Plans to kill an anti-drug czar and the names of two senior government officials who accepted million-dollar bribes are among the revelations so far this week at the trial of former drug lord Joaquín “El Chapo” Guzmán.
A former Sinaloa Cartel operations chief said Guzmán wanted to kill the federal government’s top anti-drugs prosecutor in 2005 because he wouldn’t accept bribes, a key prosecution witness said yesterday.
Jesús Zambada, who is providing insider testimony about the accused’s alleged criminal activities, told jurors that Guzmán and his brother and current cartel leader Ismael “El Mayo” Zambada planned to kill José Luis Santiago Vasconcelos because “he didn’t cooperate with anyone.”
The former drug czar, who worked for the federal Attorney General’s office (PGR), was respected and feared by everyone because he wouldn’t accept cartel money, Zambada said.
The ex-cartel member told the court that he was asked to participate in the murder plot by helping to locate Santiago and “providing security to the gunmen” tasked with killing him.
Zambada said that he initially agreed to the request but after asking his brother’s chief sicario, or hitman, how he planned to kill the official, he backed away from his commitment because “what they were going to do didn’t seem right.”
The witness said that his brother later told him to forget about the plan.
Santiago was eventually killed in November 2008 when a government aircraft in which he was traveling crashed in Mexico City. Juan Camilo Mouriño, federal interior secretary at the time, also died in the accident.
In court today, Zambada began naming names. He said he gave US $6 million to Genaro García Luna in the mid-2000s when García was Mexico’s head of security and made other million-dollar payments to Gabriel Regino, who was head of security in Mexico City when president-elect López Obrador was mayor.

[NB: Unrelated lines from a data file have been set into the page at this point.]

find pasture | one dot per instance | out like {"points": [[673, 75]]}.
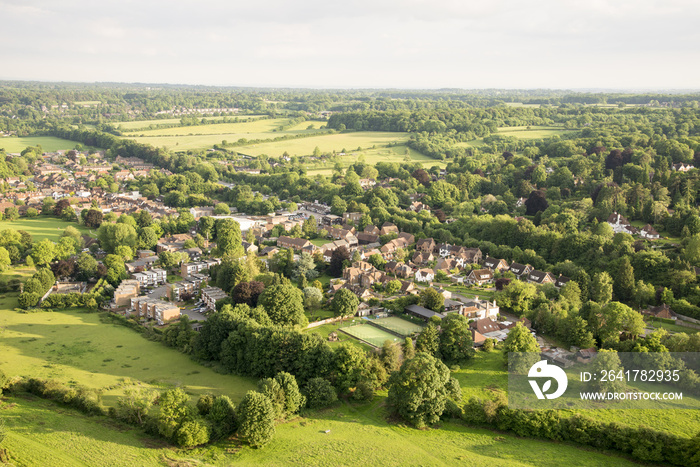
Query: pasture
{"points": [[48, 143], [533, 132], [43, 227], [397, 325], [77, 347], [146, 124], [326, 143], [396, 153], [369, 333], [206, 136], [44, 433]]}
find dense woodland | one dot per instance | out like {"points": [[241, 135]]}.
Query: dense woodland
{"points": [[542, 201]]}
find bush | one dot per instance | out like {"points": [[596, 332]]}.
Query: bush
{"points": [[319, 393]]}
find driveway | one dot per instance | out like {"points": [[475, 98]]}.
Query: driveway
{"points": [[193, 315]]}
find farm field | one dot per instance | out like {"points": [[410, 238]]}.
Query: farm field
{"points": [[520, 132], [75, 346], [326, 143], [398, 325], [43, 227], [369, 333], [43, 433], [326, 329], [371, 156], [206, 136], [534, 132], [144, 124], [48, 143]]}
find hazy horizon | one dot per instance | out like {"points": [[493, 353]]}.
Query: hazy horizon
{"points": [[411, 44]]}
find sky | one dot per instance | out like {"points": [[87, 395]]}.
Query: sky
{"points": [[418, 44]]}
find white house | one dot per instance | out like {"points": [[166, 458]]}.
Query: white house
{"points": [[425, 275]]}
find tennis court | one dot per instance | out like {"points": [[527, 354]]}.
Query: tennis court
{"points": [[397, 325], [370, 334]]}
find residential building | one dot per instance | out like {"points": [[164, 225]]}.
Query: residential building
{"points": [[156, 309], [211, 295], [495, 264], [520, 269], [296, 244], [187, 269], [127, 290], [541, 277], [422, 312], [480, 276], [425, 275]]}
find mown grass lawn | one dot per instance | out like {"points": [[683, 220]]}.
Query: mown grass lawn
{"points": [[44, 433], [42, 227], [77, 347]]}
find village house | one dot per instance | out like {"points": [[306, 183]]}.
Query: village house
{"points": [[425, 275], [211, 295], [151, 277], [127, 290], [156, 309], [561, 281], [425, 245], [494, 264], [662, 311], [648, 232], [520, 269], [422, 312], [540, 277], [186, 288], [296, 244], [480, 276], [372, 229], [388, 228], [480, 309], [620, 224], [188, 269]]}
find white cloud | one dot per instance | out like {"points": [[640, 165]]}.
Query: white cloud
{"points": [[361, 43]]}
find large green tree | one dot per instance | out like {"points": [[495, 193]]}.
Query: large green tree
{"points": [[284, 304], [344, 303], [456, 342], [419, 391], [256, 419]]}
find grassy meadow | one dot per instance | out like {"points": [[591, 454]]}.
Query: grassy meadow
{"points": [[48, 143], [77, 347], [43, 227], [145, 124], [44, 433], [206, 136], [326, 143]]}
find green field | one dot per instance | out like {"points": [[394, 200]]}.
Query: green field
{"points": [[533, 132], [369, 333], [398, 325], [206, 136], [74, 346], [48, 143], [43, 227], [326, 329], [371, 156], [326, 143], [44, 433]]}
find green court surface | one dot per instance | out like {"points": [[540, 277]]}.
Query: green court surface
{"points": [[397, 325], [370, 334]]}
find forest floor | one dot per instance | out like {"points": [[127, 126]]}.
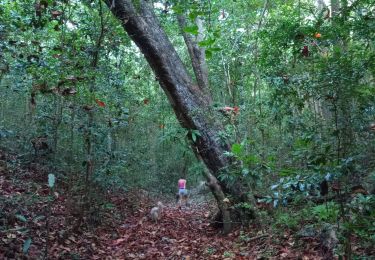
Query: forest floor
{"points": [[121, 232]]}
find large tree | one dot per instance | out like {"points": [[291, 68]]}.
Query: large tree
{"points": [[191, 102]]}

García, now a consultant and partner in a company that evaluates risk and security, has made no public response to the accusation.
Regino denied the allegation with a reply on Twitter and declared he was prepared to testify to his innocence before any national or foreign authority. He now works as a criminal lawyer and teaches at the National Autonomous University of México.
In the Brooklyn federal court yesterday, Guzman’s defense team once again portrayed Zambada as a liar who has agreed to frame their client in exchange for a reduction in his own prison sentence.
William Purpura, a lawyer for the infamous 61-year-old ex-capo, attempted to discredit the testimony Zambada has given.
Last Wednesday, he identified El Chapo as “one of the most powerful drug traffickers in Mexico” and spilled secrets on the inner workings of the lucrative trafficking operation that allegedly shipped billions of dollars’ worth of drugs to the United States under Guzmán’s leadership.
He continued his testimony the next day, telling jurors that the Sinaloa Cartel paid regular bribes – in dollars – to high-ranking police officers and officials at all three levels of government.
He has also provided intimate details about the Sinaloa Cartel’s violent turf wars with rival gangs. Yesterday, Zambada said that Chapo was always armed, either with a diamond-encrusted pistol or an AK-47 assault rifle.
During his attempts to convince the jury that Zambada couldn’t be trusted, Purpura said it was curious that the only people who could corroborate much of the evidence Zambada has given are dead.
Guzmán, who was extradited to the United States in January 2017 and has been kept in solitary confinement in a Manhattan prison cell ever since, has pleaded not guilty to 17 counts of drug trafficking, conspiracy, firearms offenses and money laundering.
If convicted, he faces possible life in prison. The trial, which has been held under extraordinarily tight security, continues today.